2. Retrieve Email Address
- If the company matches, send an HTTP request to Findymail.com to fetch the person's email.
- Only make the request if the company is correctly matched.
- Do NOT suggest any alternative email addresses if no valid email is found.
3. Output Format
- The response should always be in JSON format.
- If an email is found, return:
{
"email": "sam@example.com"
}
else, return:
{
"email": "not found"
}
The instruction is clear enough to convey, based on company name retrieve person email address and there are few tools this agent has to go through in order to get the desired output. There are two third-party application we are depending:
- Apify Actors (For Google and LinkedIn Scraping)
- Findymail (Extracts Person email - based on LinkedIn URL / Person Name and Company URL)
For Instance, We have a Company Name: Finstral and Person Name: Andreas Davis and we'd like to extract email of the person currently working in Finstral. So, we assert these information to the prompt variables above. First, we try to get the Person LinkedIn Profile URL. For this, we use Apify Google search actor, that basically calls Gooogle API and does search to find the URL. For this, Person Name is enough:
{
"forceExactMatch": false,
"includeIcons": false,
"includeUnfilteredResults": false,
"maxPagesPerQuery": 1,
"mobileResults": false,
"queries": "site:linkedin.com/in {query}",
"resultsPerPage": 3,
"saveHtml": false,
"saveHtmlToKeyValueStore": true
}
This JSON payload is used with the Apify Google Search Actor to perform a Google Search in an automated way. This payload strictly searches Google for LinkedIn profiles using a query (e.g., "Andreas Davis" becomes site:linkedin.com/in Andreas Davis) and gets top 3 results from the first page only. After this nodes succesfully gets persons linkedIn URL, agent now invokes LinkedIn Apify actor to scrape LinkedIn person profile. We pass URL as a next payload:
{
"url": [
"{linkedinpersonurl}"
]
}
If a person’s email is found through their LinkedIn profile, the AI agent stops further execution and returns the result in structured JSON. But we’re always designing with exceptions in mind—what if it’s not available? In such cases, the agent doesn’t give up. Instead, it shifts strategy: crawling the company’s LinkedIn page and searching by designation. This is where the "Find person via position" task kicks in.

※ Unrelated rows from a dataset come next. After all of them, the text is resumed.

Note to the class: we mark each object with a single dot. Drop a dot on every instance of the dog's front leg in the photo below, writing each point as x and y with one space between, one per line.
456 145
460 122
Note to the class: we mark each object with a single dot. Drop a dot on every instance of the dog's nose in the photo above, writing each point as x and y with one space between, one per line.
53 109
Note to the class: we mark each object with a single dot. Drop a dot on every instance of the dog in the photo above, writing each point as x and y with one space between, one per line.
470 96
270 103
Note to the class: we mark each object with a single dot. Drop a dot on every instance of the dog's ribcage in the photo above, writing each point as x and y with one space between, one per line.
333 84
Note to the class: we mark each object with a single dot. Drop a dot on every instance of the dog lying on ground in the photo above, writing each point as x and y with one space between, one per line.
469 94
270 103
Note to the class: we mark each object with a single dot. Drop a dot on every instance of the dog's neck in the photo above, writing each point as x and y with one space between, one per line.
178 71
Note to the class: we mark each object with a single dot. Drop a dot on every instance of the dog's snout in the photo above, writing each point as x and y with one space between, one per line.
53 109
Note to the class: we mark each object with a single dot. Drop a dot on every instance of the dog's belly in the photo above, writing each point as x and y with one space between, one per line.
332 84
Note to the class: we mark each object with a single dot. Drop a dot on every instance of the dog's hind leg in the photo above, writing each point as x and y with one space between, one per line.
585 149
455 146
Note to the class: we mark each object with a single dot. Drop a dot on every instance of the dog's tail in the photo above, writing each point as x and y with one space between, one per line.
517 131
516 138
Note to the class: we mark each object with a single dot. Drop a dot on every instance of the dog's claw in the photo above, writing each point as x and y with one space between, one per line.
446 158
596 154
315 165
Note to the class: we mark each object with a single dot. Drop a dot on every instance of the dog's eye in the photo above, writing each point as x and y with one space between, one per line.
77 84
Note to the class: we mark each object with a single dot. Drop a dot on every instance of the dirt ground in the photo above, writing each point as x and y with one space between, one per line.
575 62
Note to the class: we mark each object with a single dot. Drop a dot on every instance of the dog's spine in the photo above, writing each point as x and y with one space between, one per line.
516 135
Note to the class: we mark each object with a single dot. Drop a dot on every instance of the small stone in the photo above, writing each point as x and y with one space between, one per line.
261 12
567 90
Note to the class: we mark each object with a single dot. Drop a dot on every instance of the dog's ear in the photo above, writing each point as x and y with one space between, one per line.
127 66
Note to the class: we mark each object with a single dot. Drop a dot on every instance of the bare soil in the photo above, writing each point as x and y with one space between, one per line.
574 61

For example, say you’re looking for a Sustainability Manager at Amazon—the agent runs a query like:
site:linkedin.com/in Amazon sustainability manager
This Google-powered search surfaces likely LinkedIn profiles. Once we land on the right one, we extract the URL and trigger a Findymail request, complete with built-in email verification.
Memory
Agent doesn't need to remember the past messages therefore, we can ignore Memory buffering. However, let's say we develop a chat based agent where your agent needs context on past messages, that comes with Session and Context Window Length i.e. How many past interactions the model receives as context so that the response is optimal and relatable.
In essence, We started with scattered website data and ended with a clean list of decision-makers ready for outreach. Two agentic workflows did the heavy lifting:
- Crawler + LLM to harvest and structure every exec detail we could find.
- Verifier + Email-finder to plug the gaps when the first pass came up short.
The real win isn’t the code or the prompts—it’s the feedback loop. Each scrape, each prompt tweak, each enrichment call makes the next run sharper and faster. The system evolves—like a good sales rep refining and adjusting their pitch after every call.
So what’s the takeaway? If you’re still copying emails off LinkedIn by hand, you’re burning daylight. Let the bots grind; reserve your energy for the conversation that closes the deal.
Now, back to building—because the pipeline never sleeps.